The kernel imposes limits on how many fds a single process can hold (RLIMIT_NOFILE) and how many can be in flight simultaneously through SCM_RIGHTS messages awaiting receive (controlled by per-user accounting). The Peios per-user accounting model is documented in the Resource Control category.

A receiver that is at its RLIMIT_NOFILE limit causes recvmsg to fail with the ancillary data dropped — the message body is delivered, but the fds are not allocated. This is a footgun for protocols that assume fd delivery is reliable; recipient software must handle the partial-delivery case.

Cross-namespace fd passing #

fd passing across network namespaces, mount namespaces, and PID namespaces works for fds that reference objects valid in both namespaces. A pipe fd is namespace-agnostic; a socket fd referring to an abstract socket may not be valid across network namespaces (the abstract namespace is per-netns). Files and devices generally pass through any namespace boundary.

The kernel does not perform namespace-translation on passed fds — the fd refers to the same kernel object on both sides, and whether that object makes sense in the receiver's namespace context is the caller's problem.

Comparison with pidfd_getfd #

pidfd_getfd(pidfd, targetfd, flags) is the inverse primitive: instead of the holder sending an fd, a third party takes an fd from the holder. See Event-bearing File Descriptors for pidfd_getfd itself. The two primitives differ in who initiates and how authorisation works:

• SCM_RIGHTS: sender chooses to share. Receiver gets the fd because the sender said so. No external access check.
• pidfd_getfd: taker initiates. Authorisation is PROCESS_DUP_HANDLE on the target's process SD plus PIP dominance. Target may or may not even be aware.
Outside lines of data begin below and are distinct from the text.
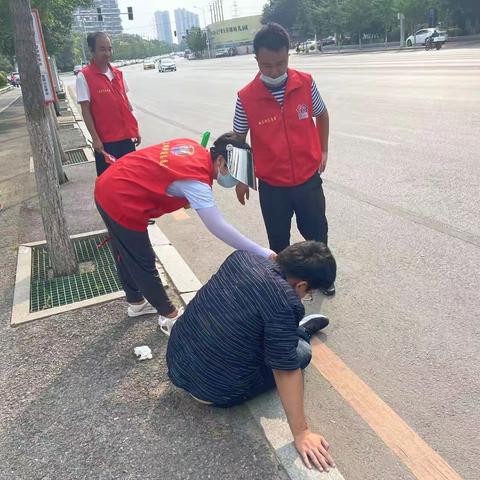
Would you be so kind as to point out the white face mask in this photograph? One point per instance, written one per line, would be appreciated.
(274, 82)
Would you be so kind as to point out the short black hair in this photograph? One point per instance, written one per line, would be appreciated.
(229, 138)
(92, 39)
(271, 36)
(309, 261)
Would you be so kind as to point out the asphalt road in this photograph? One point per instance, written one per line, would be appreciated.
(403, 191)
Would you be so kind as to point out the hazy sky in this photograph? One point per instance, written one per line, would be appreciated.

SCM_RIGHTS is the cooperative pattern (sender consents); pidfd_getfd is the imposed pattern (taker has authority, target has no say). Most production fd-handoff is SCM_RIGHTS; pidfd_getfd is reserved for diagnostic and supervisory tooling.

See also #

• Unix domain sockets — the carrier for SCM_RIGHTS.
• Peer credentials — for verifying who the sender is before trusting passed fds.
• Event-bearing file descriptors — pidfd_getfd, the imposed inverse of SCM_RIGHTS.